Arlecchino

L'italiano sul palcoscenico

ar-lec-chì-no

Significato Persona travestita da Arlecchino; buffone; con colori variegati, o elementi eterogenei

Etimologia dal francese antico hellequin o harlequin, diavolo delle rappresentazioni medievali, probabilmente originato dalla processione della mesnie Hellequin.

Arlecchino è una delle maschere italiane più celebri. Si riconosce senza difficoltà per il suo abito fatto di toppe colorate e, sul volto, una maschera nera con grande naso, ghigno e fronte bitorzoluta, e anche i tratti del suo personaggio sono fra i più riconoscibili - quelli del povero diavolo di servitore, scherzoso, grossolano e sciocco con qualche sprazzo di astuzia, e molto fisico, molto agile.

Così oggi quando in italiano parliamo di un arlecchino, o consideriamo una persona letteralmente travestita da arlecchino, oppure parliamo in senso lato di un buffone, di una persona che ama gli scherzi - e che in genere ha i caratteri personali di quella maschera. Ma non solo. Forse l’uso più importante (sebbene più recente) è oggi quello aggettivale, che descrive la qualità del variegato, di ciò che mostra un insieme di colori vivaci, ma con una certa trasandatezza (quale è il vestito di questa maschera di straccione). Così il parlamento approva una legge arlecchino che interviene alla buona rattoppando situazioni disparate; per Natale, non avendo un servizio di piatti sufficiente per tutta la famiglia, compongo un servizio arlecchino con tutti i pezzi scompagnati che ho in casa; e per scendere un attimo in farmacia non starò certo a cambiarmi ed esibirò una mise arlecchino.

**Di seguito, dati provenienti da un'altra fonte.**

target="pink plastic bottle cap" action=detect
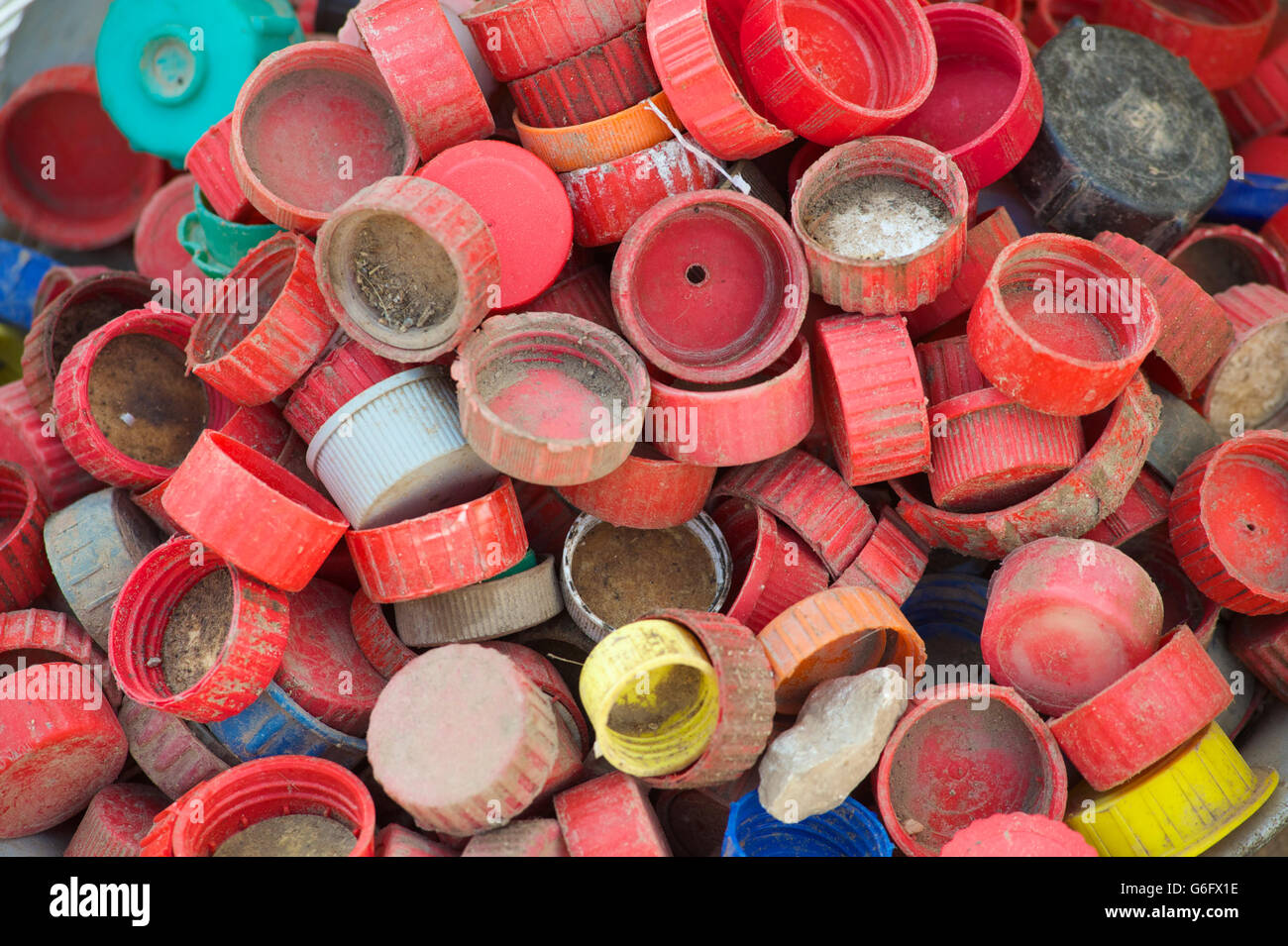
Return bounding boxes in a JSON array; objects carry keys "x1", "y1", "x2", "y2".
[{"x1": 416, "y1": 142, "x2": 572, "y2": 309}]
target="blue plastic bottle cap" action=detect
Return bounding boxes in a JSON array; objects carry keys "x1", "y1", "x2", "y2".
[
  {"x1": 720, "y1": 791, "x2": 894, "y2": 857},
  {"x1": 94, "y1": 0, "x2": 304, "y2": 167}
]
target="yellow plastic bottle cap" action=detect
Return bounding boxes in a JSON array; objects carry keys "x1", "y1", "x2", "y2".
[
  {"x1": 1065, "y1": 723, "x2": 1279, "y2": 857},
  {"x1": 580, "y1": 620, "x2": 720, "y2": 778}
]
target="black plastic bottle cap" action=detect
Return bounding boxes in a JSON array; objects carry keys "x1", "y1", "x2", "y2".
[{"x1": 1015, "y1": 17, "x2": 1232, "y2": 253}]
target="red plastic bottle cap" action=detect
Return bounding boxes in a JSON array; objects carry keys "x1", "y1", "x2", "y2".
[
  {"x1": 509, "y1": 23, "x2": 662, "y2": 128},
  {"x1": 134, "y1": 173, "x2": 202, "y2": 280},
  {"x1": 875, "y1": 683, "x2": 1069, "y2": 857},
  {"x1": 814, "y1": 315, "x2": 930, "y2": 486},
  {"x1": 416, "y1": 142, "x2": 572, "y2": 309},
  {"x1": 832, "y1": 507, "x2": 930, "y2": 607},
  {"x1": 143, "y1": 756, "x2": 376, "y2": 857},
  {"x1": 1096, "y1": 0, "x2": 1279, "y2": 89},
  {"x1": 394, "y1": 555, "x2": 564, "y2": 648},
  {"x1": 376, "y1": 825, "x2": 460, "y2": 857},
  {"x1": 648, "y1": 0, "x2": 796, "y2": 160},
  {"x1": 1195, "y1": 284, "x2": 1288, "y2": 429},
  {"x1": 0, "y1": 462, "x2": 54, "y2": 611},
  {"x1": 711, "y1": 499, "x2": 828, "y2": 633},
  {"x1": 108, "y1": 536, "x2": 287, "y2": 722},
  {"x1": 368, "y1": 644, "x2": 559, "y2": 835},
  {"x1": 742, "y1": 0, "x2": 936, "y2": 145},
  {"x1": 1216, "y1": 43, "x2": 1288, "y2": 142},
  {"x1": 556, "y1": 443, "x2": 716, "y2": 529},
  {"x1": 890, "y1": 374, "x2": 1160, "y2": 559},
  {"x1": 0, "y1": 64, "x2": 164, "y2": 250},
  {"x1": 890, "y1": 3, "x2": 1042, "y2": 190},
  {"x1": 917, "y1": 335, "x2": 991, "y2": 405},
  {"x1": 31, "y1": 266, "x2": 110, "y2": 315},
  {"x1": 928, "y1": 387, "x2": 1087, "y2": 512},
  {"x1": 232, "y1": 43, "x2": 420, "y2": 233},
  {"x1": 54, "y1": 309, "x2": 218, "y2": 486},
  {"x1": 939, "y1": 811, "x2": 1100, "y2": 857},
  {"x1": 273, "y1": 580, "x2": 385, "y2": 738},
  {"x1": 527, "y1": 261, "x2": 617, "y2": 332},
  {"x1": 1051, "y1": 624, "x2": 1234, "y2": 791},
  {"x1": 907, "y1": 207, "x2": 1020, "y2": 340},
  {"x1": 452, "y1": 313, "x2": 656, "y2": 486},
  {"x1": 461, "y1": 818, "x2": 568, "y2": 857},
  {"x1": 967, "y1": 233, "x2": 1163, "y2": 416},
  {"x1": 461, "y1": 0, "x2": 647, "y2": 82},
  {"x1": 641, "y1": 607, "x2": 774, "y2": 788},
  {"x1": 649, "y1": 339, "x2": 814, "y2": 466},
  {"x1": 555, "y1": 773, "x2": 671, "y2": 857},
  {"x1": 353, "y1": 0, "x2": 496, "y2": 160},
  {"x1": 1096, "y1": 233, "x2": 1250, "y2": 397},
  {"x1": 1168, "y1": 430, "x2": 1288, "y2": 614},
  {"x1": 1227, "y1": 614, "x2": 1288, "y2": 702},
  {"x1": 793, "y1": 137, "x2": 970, "y2": 315},
  {"x1": 514, "y1": 481, "x2": 577, "y2": 555},
  {"x1": 980, "y1": 537, "x2": 1163, "y2": 715},
  {"x1": 188, "y1": 233, "x2": 335, "y2": 407},
  {"x1": 0, "y1": 661, "x2": 129, "y2": 838},
  {"x1": 183, "y1": 112, "x2": 268, "y2": 225},
  {"x1": 317, "y1": 177, "x2": 501, "y2": 362},
  {"x1": 1083, "y1": 468, "x2": 1175, "y2": 548},
  {"x1": 711, "y1": 449, "x2": 876, "y2": 578},
  {"x1": 349, "y1": 590, "x2": 416, "y2": 680},
  {"x1": 559, "y1": 138, "x2": 721, "y2": 246},
  {"x1": 1167, "y1": 222, "x2": 1288, "y2": 293},
  {"x1": 63, "y1": 783, "x2": 170, "y2": 857},
  {"x1": 345, "y1": 476, "x2": 528, "y2": 603},
  {"x1": 613, "y1": 190, "x2": 808, "y2": 383},
  {"x1": 0, "y1": 607, "x2": 121, "y2": 708},
  {"x1": 22, "y1": 269, "x2": 155, "y2": 414},
  {"x1": 282, "y1": 341, "x2": 407, "y2": 443},
  {"x1": 0, "y1": 381, "x2": 103, "y2": 510},
  {"x1": 161, "y1": 430, "x2": 348, "y2": 590},
  {"x1": 119, "y1": 696, "x2": 236, "y2": 798},
  {"x1": 1024, "y1": 0, "x2": 1104, "y2": 48}
]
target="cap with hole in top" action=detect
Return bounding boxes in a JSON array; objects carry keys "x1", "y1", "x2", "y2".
[{"x1": 1015, "y1": 18, "x2": 1231, "y2": 253}]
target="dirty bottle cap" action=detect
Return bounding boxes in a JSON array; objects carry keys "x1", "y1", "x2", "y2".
[
  {"x1": 63, "y1": 783, "x2": 170, "y2": 857},
  {"x1": 0, "y1": 661, "x2": 129, "y2": 838},
  {"x1": 1096, "y1": 0, "x2": 1278, "y2": 89},
  {"x1": 939, "y1": 811, "x2": 1100, "y2": 857},
  {"x1": 980, "y1": 537, "x2": 1163, "y2": 715},
  {"x1": 555, "y1": 773, "x2": 671, "y2": 857},
  {"x1": 612, "y1": 190, "x2": 808, "y2": 383},
  {"x1": 1053, "y1": 723, "x2": 1279, "y2": 857},
  {"x1": 890, "y1": 4, "x2": 1042, "y2": 192},
  {"x1": 187, "y1": 233, "x2": 335, "y2": 407},
  {"x1": 711, "y1": 449, "x2": 876, "y2": 577},
  {"x1": 1051, "y1": 624, "x2": 1234, "y2": 791},
  {"x1": 416, "y1": 142, "x2": 572, "y2": 309},
  {"x1": 232, "y1": 43, "x2": 420, "y2": 233},
  {"x1": 0, "y1": 64, "x2": 164, "y2": 250},
  {"x1": 649, "y1": 337, "x2": 814, "y2": 468},
  {"x1": 873, "y1": 683, "x2": 1069, "y2": 857},
  {"x1": 509, "y1": 23, "x2": 662, "y2": 128},
  {"x1": 648, "y1": 0, "x2": 796, "y2": 160},
  {"x1": 353, "y1": 0, "x2": 496, "y2": 160},
  {"x1": 369, "y1": 644, "x2": 559, "y2": 834},
  {"x1": 742, "y1": 0, "x2": 936, "y2": 146}
]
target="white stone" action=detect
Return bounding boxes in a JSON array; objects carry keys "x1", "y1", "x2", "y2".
[{"x1": 760, "y1": 667, "x2": 909, "y2": 822}]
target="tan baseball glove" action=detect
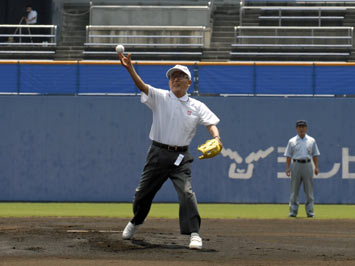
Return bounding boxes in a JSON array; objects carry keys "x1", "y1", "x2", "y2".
[{"x1": 197, "y1": 139, "x2": 222, "y2": 159}]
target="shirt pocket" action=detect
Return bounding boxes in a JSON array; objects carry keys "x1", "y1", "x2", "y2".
[{"x1": 306, "y1": 143, "x2": 313, "y2": 156}]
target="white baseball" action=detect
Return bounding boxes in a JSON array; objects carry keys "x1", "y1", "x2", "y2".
[{"x1": 116, "y1": 44, "x2": 124, "y2": 54}]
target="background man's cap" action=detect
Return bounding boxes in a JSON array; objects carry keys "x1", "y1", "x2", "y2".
[
  {"x1": 166, "y1": 65, "x2": 191, "y2": 80},
  {"x1": 296, "y1": 120, "x2": 307, "y2": 127}
]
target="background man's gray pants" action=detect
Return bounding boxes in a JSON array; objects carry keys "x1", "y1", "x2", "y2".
[
  {"x1": 290, "y1": 162, "x2": 314, "y2": 216},
  {"x1": 131, "y1": 145, "x2": 201, "y2": 234}
]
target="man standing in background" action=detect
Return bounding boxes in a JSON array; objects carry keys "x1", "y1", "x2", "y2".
[{"x1": 284, "y1": 120, "x2": 320, "y2": 218}]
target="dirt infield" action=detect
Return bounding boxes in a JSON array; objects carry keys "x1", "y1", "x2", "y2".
[{"x1": 0, "y1": 218, "x2": 355, "y2": 266}]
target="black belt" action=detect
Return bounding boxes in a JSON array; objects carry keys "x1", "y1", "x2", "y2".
[
  {"x1": 152, "y1": 140, "x2": 189, "y2": 151},
  {"x1": 293, "y1": 159, "x2": 311, "y2": 163}
]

C’è però una questione, riguardo all’arlecchino, che ci permette di scendere nelle misteriose profondità delle lingue: l’origine del suo nome. Lo dicono concordi tutte le fonti: la figura di arlecchino è mutuata da una versione via via degenerata della mesnie Hellequin. Interessante. Ma che cosa diamine è la mesnie Hellequin?

C’è un tema mitico, superstizioso, che pervade da millenni il cuore dell’Europa: quello della caccia selvaggia. Celti, Germani, Normanni condividevano un immaginario in cui il mondo è percorso dal selvaggio e sovrannaturale trascorrere di bande, famiglie, masnade (mesnie) di divinità, di demoni, di morti, di bestie feroci — da quelle delle valchirie che recuperano gli spiriti dei valorosi caduti in battaglia alla Regina Mab del monologo di Mercuzio in Giulietta e Romeo. Con l’avvento del cristianesimo queste bizzarre processioni — variamente raccontate e testimoniate e rievocate e rappresentate — si sono arricchite con santi, diavoli e anime dannate, ed esistono ancora oggi. Nell’XI secolo un monaco anglonormanno, Oderic Vital, narra nella sua Storia ecclesiastica dell’apparizione di una familia Herlechini, un corteo di questo tipo, così chiamato perché ha alla testa re Herla, un diavolo medievale francese.

Fu nella seconda metà del Cinquecento che un attore della città di Bergamo, Alberto Naselli (o Gavazzi), grande viaggiatore che già aveva portato il suo teatro in Spagna e in Francia, tornò in Italia con l’idea di incrociare la maschera dello Zanni (povero diavolo nostrano) con quella delle figure tradizionali che erano nate dalle rappresentazioni diaboliche della mesnie Hellequin. Ne venne fuori l’arlecchino. Ancora una volta, una parola del teatro italiano che è un vero compendio di Storia europea.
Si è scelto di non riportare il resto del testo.